When the second Triennale di Torino, organized by Daniel Birnbaum and called “50 Moons of Saturn,” opened last November, it triggered intense speculation that the Stockholm-born, Frankfurt-based curator would be offering a sneak preview of his intentions for the 2009 Venice Biennale, then seven months away. As it turned out, the overlap in the shows’ rosters (14 of the 50 artists who exhibited and two who contributed to the Turin catalogue number among the nearly 90 artists and collectives in Venice) proved sizable but unremarkable, as many of those individuals—Paul Chan, Dominique Gonzalez-Foerster, Rirkrit Tiravanija, Tobias Rehberger, Wolfgang Tillmans among them—had already figured (as have others in the current Biennale, like Thomas Bayrle, Ceal Floyer, Carsten Höller and Philippe Parreno) in Birnbaum’s previous exhibitions and writings.
More intriguing is the volte-face in Birnbaum’s construction of the nature of artistic practice. The Turin show centered on the melancholic humor historically associated with creative genius. Birnbaum’s title for the 53rd Biennale, “Fare Mondi” or “Making Worlds,” likewise stays aloft in the metaphoric heavens, but this show abjures the temperamental determinism of the dark side for an endorsement of art as an arena of free and enlightened invention. It’s a congenial and utterly elastic big-tent principle. If the Venice exhibition lacks a sense of urgency or revelation, it almost compensates with the sheer clarity and grace of its presentation. Birnbaum intends to validate the creative individual, but the exhibition succeeds largely on the refinement and wit of his selection and positioning of works. It is very much the curator who is making worlds here.

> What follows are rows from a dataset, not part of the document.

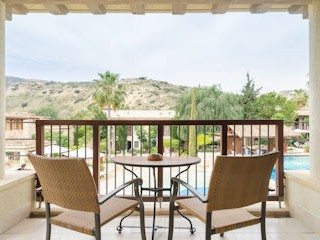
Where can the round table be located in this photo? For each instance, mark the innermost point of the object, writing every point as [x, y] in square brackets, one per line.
[142, 161]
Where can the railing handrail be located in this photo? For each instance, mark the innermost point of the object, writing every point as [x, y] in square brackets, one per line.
[157, 122]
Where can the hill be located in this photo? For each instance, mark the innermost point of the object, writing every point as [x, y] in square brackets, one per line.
[29, 95]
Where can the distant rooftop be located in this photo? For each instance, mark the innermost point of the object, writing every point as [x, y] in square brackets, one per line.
[142, 114]
[21, 115]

Birnbaum’s gentlemanly disinclination to engage in generational pandering and identity politics is declared in his choice of the epigraph that heads his catalogue essay, a definition of art by the late Swedish artist Öyvind Fahlström: “Consider art as a way of expressing a fusion of ‘pleasure’ and ‘insight.’ Reach this by impurity, or multiplicity of levels, rather than by reduction.” Multiplicity—not a grand, zeitgeisty overview or a hot new art-world wedge issue—is on Birnbaum’s mind. Accordingly, “Making Worlds” proffers any number of themes—community, domesticity, global trade, consumerism, the scale of nature, monochrome color, cosmic dreaming—sometimes by gathering kindred works in the same area, sometimes by dispersing works associated with a given image or concept so that an idea arrives at critical mass through recurrence rather than concentration.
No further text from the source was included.